Het laatste, van dit kabinet, noemen we: politiek...........Nou vooruit: een politiek kunstje.

Draagt het Europees Hervormingsverdrag wel of niet niet grondwettelijke trekjes, daarover hebben we enkele weken geleden uitvoerig gedebatteerd. De regering en een meerderheid van deze Kamer, wilden zich niet laten overtuigen en wezen een referendum over dat Europees Hervormingsverdrag af.
Zelfs die Kamerleden van de PvdA, die eerder in de media lieten weten dat ze wel voelden voor een referendum over dat Hervormingsverdrag, stemden uiteindelijk tegen mijn motie waarin de regering werd verzocht om dat referendum uit te schrijven.

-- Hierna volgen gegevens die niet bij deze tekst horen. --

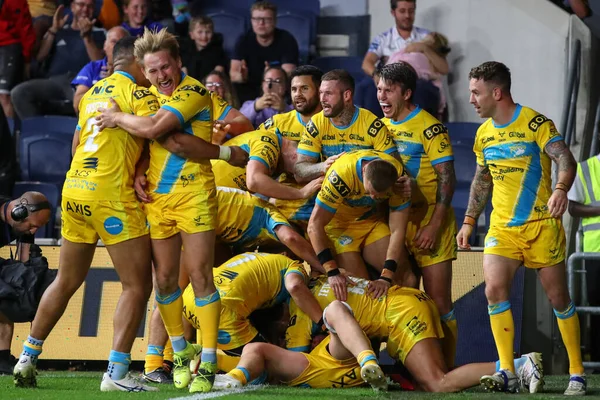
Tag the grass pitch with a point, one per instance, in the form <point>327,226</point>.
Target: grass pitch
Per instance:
<point>86,386</point>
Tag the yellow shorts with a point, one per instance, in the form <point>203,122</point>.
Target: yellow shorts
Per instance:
<point>537,244</point>
<point>235,330</point>
<point>84,221</point>
<point>191,212</point>
<point>446,248</point>
<point>324,371</point>
<point>353,236</point>
<point>412,316</point>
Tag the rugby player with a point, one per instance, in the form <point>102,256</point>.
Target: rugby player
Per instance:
<point>515,148</point>
<point>183,206</point>
<point>98,201</point>
<point>424,145</point>
<point>346,216</point>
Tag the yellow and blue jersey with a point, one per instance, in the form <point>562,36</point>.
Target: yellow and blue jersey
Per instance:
<point>422,142</point>
<point>103,165</point>
<point>251,281</point>
<point>343,190</point>
<point>262,146</point>
<point>169,173</point>
<point>520,169</point>
<point>288,125</point>
<point>322,139</point>
<point>243,218</point>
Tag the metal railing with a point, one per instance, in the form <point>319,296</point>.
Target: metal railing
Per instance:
<point>571,274</point>
<point>567,127</point>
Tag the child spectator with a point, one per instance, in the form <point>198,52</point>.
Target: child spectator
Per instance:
<point>136,18</point>
<point>203,51</point>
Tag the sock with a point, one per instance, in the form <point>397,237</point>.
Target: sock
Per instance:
<point>367,357</point>
<point>568,324</point>
<point>154,358</point>
<point>32,348</point>
<point>118,365</point>
<point>503,328</point>
<point>241,374</point>
<point>171,307</point>
<point>208,310</point>
<point>450,327</point>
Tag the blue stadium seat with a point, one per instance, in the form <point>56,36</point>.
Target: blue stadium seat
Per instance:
<point>462,132</point>
<point>231,23</point>
<point>351,64</point>
<point>52,192</point>
<point>300,26</point>
<point>45,157</point>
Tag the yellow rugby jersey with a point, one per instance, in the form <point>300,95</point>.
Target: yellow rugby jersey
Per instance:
<point>289,125</point>
<point>422,142</point>
<point>169,173</point>
<point>103,165</point>
<point>262,146</point>
<point>343,191</point>
<point>322,139</point>
<point>251,281</point>
<point>521,170</point>
<point>242,217</point>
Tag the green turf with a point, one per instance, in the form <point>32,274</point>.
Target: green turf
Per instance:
<point>86,386</point>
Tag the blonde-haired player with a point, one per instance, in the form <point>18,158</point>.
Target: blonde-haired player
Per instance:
<point>183,206</point>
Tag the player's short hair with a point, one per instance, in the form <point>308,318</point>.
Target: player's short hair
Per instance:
<point>153,42</point>
<point>381,174</point>
<point>494,72</point>
<point>342,76</point>
<point>201,20</point>
<point>123,50</point>
<point>308,70</point>
<point>400,73</point>
<point>264,5</point>
<point>394,3</point>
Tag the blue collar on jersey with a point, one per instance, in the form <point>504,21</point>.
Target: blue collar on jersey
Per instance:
<point>354,118</point>
<point>515,116</point>
<point>408,117</point>
<point>125,74</point>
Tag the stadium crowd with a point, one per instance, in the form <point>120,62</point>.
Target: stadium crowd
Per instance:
<point>348,211</point>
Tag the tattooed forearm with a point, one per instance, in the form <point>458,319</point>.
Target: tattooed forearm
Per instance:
<point>480,191</point>
<point>446,179</point>
<point>307,169</point>
<point>562,156</point>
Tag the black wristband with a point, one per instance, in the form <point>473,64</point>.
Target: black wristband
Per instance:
<point>391,265</point>
<point>325,256</point>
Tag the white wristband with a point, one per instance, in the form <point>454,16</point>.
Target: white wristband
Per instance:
<point>224,153</point>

Om die reden wil ik het vandaag over een andere boeg gooien. Ik houd u allen de vraag voor of wij, de "Haagse Politiek" rekening moeten en willen houden met redelijke verwachtingen van de burgers. En dan doel ik natuurlijk op de wens van de burgers, dat over het Hervormingsverdrag wèl een referendum gehouden moet worden. Dat een meerderheid van de burgers dat wel degelijk wil, daarvoor is een heel belangrijke aanwijzing te vinden in een opiniepeiling door Maurice de Hond, gehouden in september jl.
Daaruit kwam naar voren dat 58% van de burgers vindt dat er een referendum moet worden gehouden over het Hervormingsverdrag. Slechts
36% (MP, knoop het in uw oren) vindt dat er geen referendum moet volgen.
De uitkomsten van die opiniepeiling zijn ook uitgesplitst naar de politieke binding van de kiezers.
En dat is nog interessanter.
Ik neem even de grootste partijen onder de loep, die mijn motie voor het referendum hebben verworpen.
Dat er geen referendum moet worden gehouden, vindt niet meer dan 47% van de CDA-kiezers, 41% van de VVD-kiezers en slechts 38% van de PvdA-kiezers.
Dat er wel degelijk een referendum moet komen, vindt 47% van de CDA-kiezers, 56% van de VVD-aanhang en 58% van de PvdA-kiezers. Bij de CDA-aanhang zijn er dus evenveel voor- als tegenstanders en de VVD- en PvdA-aanhang zit
vrijwel op het landelijk gemiddelde, nl. dat 58% wel degelijk een referendum wil.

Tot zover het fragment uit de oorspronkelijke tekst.